Manual Kubernetes deployments drift. A kubectl apply here, a helm upgrade there, and within a week nobody is sure what is actually running. The goal: a monitoring platform where every change is a reviewed Git commit and the cluster self-heals to the declared state.

Architecture

ArgoCD sits at the top, watching a repo structured with the App-of-Apps pattern: a root Application points at a directory of child Applications, each deploying one component into its own namespace — kube-prometheus-stack (v85.2.1 Helm chart) for Prometheus, Alertmanager, and Grafana; Loki with Promtail for logs; External Secrets Operator; and cert-manager. Namespace isolation means a misconfigured Loki deploy cannot block a Prometheus rolling update.

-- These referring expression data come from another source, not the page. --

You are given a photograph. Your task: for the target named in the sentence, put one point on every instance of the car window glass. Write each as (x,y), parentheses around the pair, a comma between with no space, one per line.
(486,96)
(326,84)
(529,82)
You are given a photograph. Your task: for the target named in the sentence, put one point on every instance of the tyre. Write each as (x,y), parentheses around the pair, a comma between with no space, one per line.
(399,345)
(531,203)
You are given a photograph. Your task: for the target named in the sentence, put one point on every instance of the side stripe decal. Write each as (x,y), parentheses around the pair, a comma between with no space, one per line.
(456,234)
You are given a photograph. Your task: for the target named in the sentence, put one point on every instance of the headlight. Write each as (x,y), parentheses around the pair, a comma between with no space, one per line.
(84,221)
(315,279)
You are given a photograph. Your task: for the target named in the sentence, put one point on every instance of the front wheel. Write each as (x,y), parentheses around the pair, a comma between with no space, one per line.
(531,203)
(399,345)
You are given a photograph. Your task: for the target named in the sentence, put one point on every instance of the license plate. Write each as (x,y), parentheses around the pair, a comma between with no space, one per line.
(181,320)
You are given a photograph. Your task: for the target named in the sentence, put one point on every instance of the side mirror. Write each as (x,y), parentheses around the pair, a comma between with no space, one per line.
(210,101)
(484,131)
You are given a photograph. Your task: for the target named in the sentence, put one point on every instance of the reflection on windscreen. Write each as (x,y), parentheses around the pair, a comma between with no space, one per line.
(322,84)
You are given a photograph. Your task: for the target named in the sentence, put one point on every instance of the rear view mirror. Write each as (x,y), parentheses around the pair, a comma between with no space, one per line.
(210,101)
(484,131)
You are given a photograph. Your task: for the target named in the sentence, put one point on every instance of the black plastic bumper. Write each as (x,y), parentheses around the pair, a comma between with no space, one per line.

Monitoring stack architecture: Git synced by ArgoCD, reconciling four child applications in separate namespaces Git repository App-of-Apps · single source of truth sync ArgoCD reconciles child Applications — one namespace each kube-prometheus Prometheus · Grafana Loki + Promtail logs · 7d retention External Secrets ← Azure Key Vault cert-manager ← Let's Encrypt
One root Application, four children — each in its own namespace, all reconciled from Git.

Key decisions & tradeoffs

  • App of Apps, with a known weak point. Per-namespace child apps isolate blast radius, but the root Application is a single point of failure — if ArgoCD cannot reach the repo, nothing reconciles. Mitigation: a local ArgoCD backup and a documented manual recovery path.
  • Secrets never touch Git. An ExternalSecret CRD references Azure Key Vault, and the operator syncs it into a native Kubernetes Secret on a 1-hour refresh — no app code changes. Tradeoff: a rotation can be stale for up to 60 minutes, so critical rotations get a manual refresh.
  • TLS as a controller, not a chore. cert-manager provisions Let's Encrypt certificates via HTTP-01 and renews 30 days before expiry: zero manual cert operations across 5 ingress routes, and expired certs — the top cause of cascade failures in my earlier homelab — became structurally impossible. Lesson learned: Let's Encrypt rate limits (50 certs per domain per week) bite during testing, so iteration happens on the staging issuer.
  • Dashboards as code. The 20-panel Grafana dashboard lives as JSON in a ConfigMap that ArgoCD reconciles — an edit is a Git commit, not a click in the Grafana UI.

Measured outcomes

Services monitored
5
across 4 namespaces
Alert rules
7
TPS to node pressure
Grafana panels
20
primary dashboard
Log retention
7 days
~1.2 GB indexed
Manual applies
0
everything is GitOps